No Responses to “Apple To Deliver Touch Sensory Product.”

  1. Don says:

    Very touchy-feely John! Your getting soft in your old age!

    First!

  2. PoisedNoise says:

    Heeey cool idea though. Record a movie by pressing…. let me have a think about that… 😛

  3. arcsine says:

    Apple supplies Pogue with Meds…

    How do I get on that plan?

    Are they iMeds?

    I want iMeds!!!!

  4. croikle says:

    and the number of the beast shall be 5

  5. OMGHAX says:

    I’m pretty sure its 6.

    Mmm, Play-Doh. Yum.

  6. Huh? says:

    My G5 is already touch sensitive.
    I touch it all the time. I gently stroke it’s cool aluminum exterior. Then I slowly expose its warm, pulsing interior.
    I slowly caress the hot, throbbing heastsink and liquid cooling unit. Carefully fondling the optical drive…

    Mmmmmmm… yeah.

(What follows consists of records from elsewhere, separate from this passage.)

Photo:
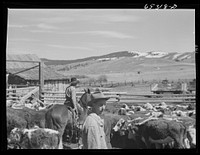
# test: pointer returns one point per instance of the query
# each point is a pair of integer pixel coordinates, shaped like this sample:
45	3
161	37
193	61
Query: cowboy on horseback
70	95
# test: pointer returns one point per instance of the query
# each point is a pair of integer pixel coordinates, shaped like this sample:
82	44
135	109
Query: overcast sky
78	33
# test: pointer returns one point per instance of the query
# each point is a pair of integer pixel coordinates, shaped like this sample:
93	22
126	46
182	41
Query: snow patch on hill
152	54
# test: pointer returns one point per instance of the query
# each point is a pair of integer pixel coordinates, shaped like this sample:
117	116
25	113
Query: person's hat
74	80
97	96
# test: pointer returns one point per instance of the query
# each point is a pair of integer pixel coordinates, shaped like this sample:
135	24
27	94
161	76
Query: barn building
23	70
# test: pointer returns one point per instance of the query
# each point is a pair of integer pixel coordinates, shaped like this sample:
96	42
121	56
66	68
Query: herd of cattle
150	126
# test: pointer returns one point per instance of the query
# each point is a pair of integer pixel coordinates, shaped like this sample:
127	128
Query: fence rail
126	97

No Play-Doh® here, baby.

    Um… I…

    I have to go now.
    No, really.

    moo (touch sensitive Pants™®)

  7. Nxxx says:

    The clue is there John.

    Touch.

    At last the

    Sexbots.

  8. Nxxx says:

    The clue is there John.

    Touch.

    At last the

    Sexbots.

  9. Huh? says:

    Wow, I broke the posts. We’re ALL number one.

    I don’t even know what I did. Sorry John.

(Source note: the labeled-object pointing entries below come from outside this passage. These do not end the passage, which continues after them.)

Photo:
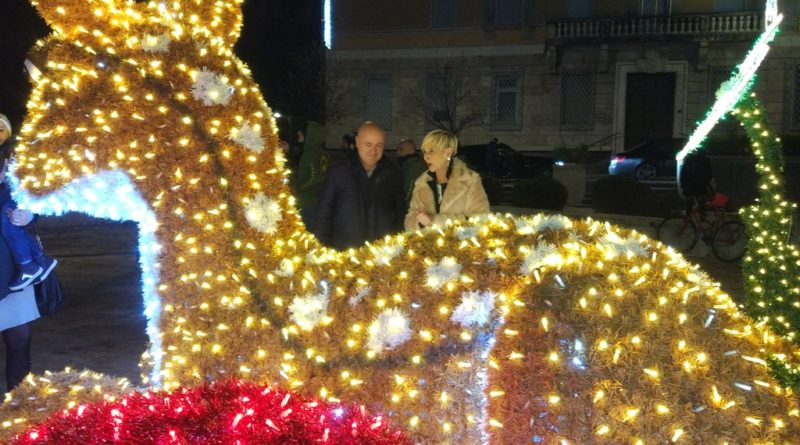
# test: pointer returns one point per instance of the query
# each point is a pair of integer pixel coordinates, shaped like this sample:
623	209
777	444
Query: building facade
538	74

    moo (apologetic Pants™®)

  10. yOU says:

    I hope they are releasing new add-ons for the newtons: for example an iBrush that fits the place where the stylus lives.
    Animated backlighting, a shrink utility that shrinks the newton to the size of an iPod nano when not in use. Movies: I know the newton is only 16 greys, but this can be overcome with an adaptive backlight, telephony (not much to do there), MP3 playback with a real iTunes interface and of course 100 GB PCMCIA memory cards.

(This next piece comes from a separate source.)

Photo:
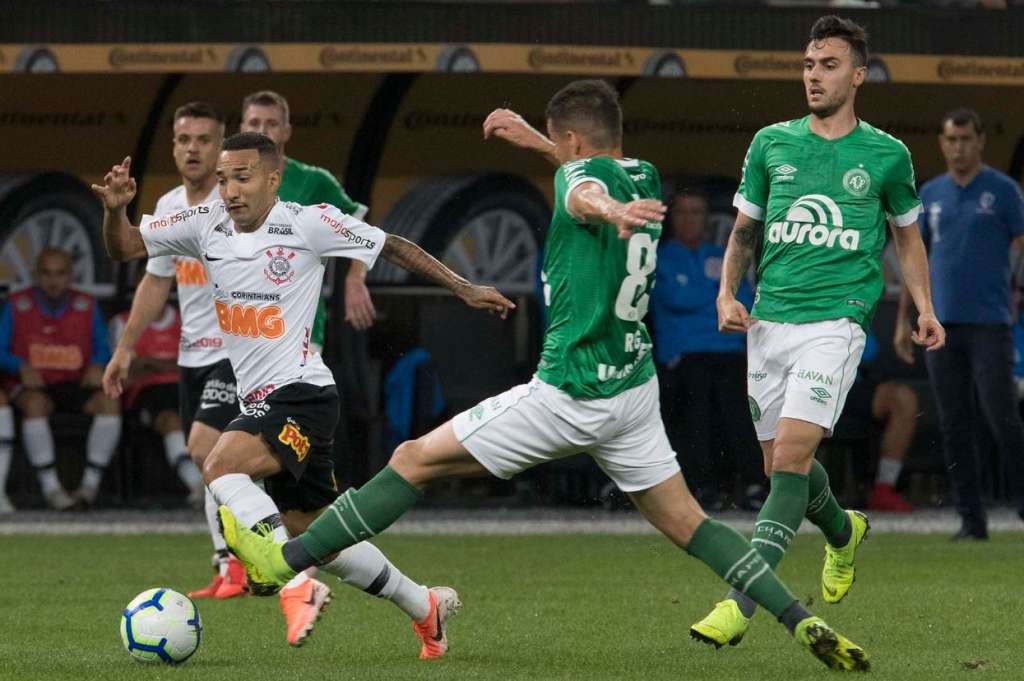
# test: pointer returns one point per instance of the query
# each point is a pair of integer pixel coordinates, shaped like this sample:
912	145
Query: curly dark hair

    by the way: sixth first

  11. Bob the wrecker says:

    Touchâ„¢sensitive iPony, smells like undercoating!

    BTW, don’t fix anything: now Bob (timezone GMT +1) can be foist too! It kinda ads a zen-like feeling to the whole ‘who’s first’ thing. Hey, why not use a random number generator – we’ll never know how was first!

  12. Ahnyer Keester says:

    Look, I’ve eaten a fair amount of Play Doh in my (very younger) days, and I want to know what happens if I eat iDoh? What I don’t want to know is what it will have recorded during its “Fantastic Voyage” unless Rachel Welch is in there somewhere.

  13. NWJR says:

    I’d PONY up a few bucks for something like that!

    Whatever “it” is.

  14. John says:

    This is Moltz’s attempt to make us ALL feel like winners. And I like it.

  15. Joe says:

    Who’s Rachel Welch? Any relation to Racquel?

    http://www.physorg.com/news70849203.html

  16. Joe says:

    NUMBER 1 BABY!!!!

    Sorry, I just had to. Personally I think it’ll be a touch sensitive Evil Goat of Doom®

  17. UhhhDude says:

    Don’t forget the iPhone! It’s a touch-sensitive phone with a 3″ LCD screen and 3GB hard drive, with built-in iPod abilities! Yes! That’s it!

    That, or ready-to-eat iDoh in two colors, black or white. Either way.

  18. Joe says:

    I guess I should check before sending out a spelling flame. Looks like she spells it ‘raquel’. Oddly, Google lists 21,000 hits for ‘racquel’.

  19. How about a multiuser ubuntu based iToothbrush.
    “Sure, bitch, you can use my toothbrush!”

  20. John Moltz says:

    I know you were enjoying it but it bugs the crap out of me.

  21. DocWolfram says:

    So I can be 22!

    (Oh, that I were that young again!)

  22. RipRagged says:

    Isn’t this obvious? It’s an inflatable companion with programmable erogenous zones.

  23. Anonymous says:

    Dammit Joe! That link had nothing to do with Raquel Welch!

    We want pics damn you!

  24. Ace Deuce says:

    That bitch thinks she can use one of the bristles on your toothbrush. If it’s okay with you. She’ll put it back when done.

    I for one am ready for the 3D palpable interface.

  25. Joe, you so used Keester’s toothbrush!!

  26. Midnightbrewer says:

    Not to be a party-pooper, but how does this patent go beyond explaining how the iPod interface works?

  27. RipRagged says:

    Oh, pick, pick, pick.

    For $329 plus shipping and handling you’ll get Inga, a customizable BILF (Balloon I’d Like to Find) who will stream Live365, moan in the voice of Trinoids OR Zarvox, and run a network printer from her USB port.

    Anybody want to buy a used toothbrush?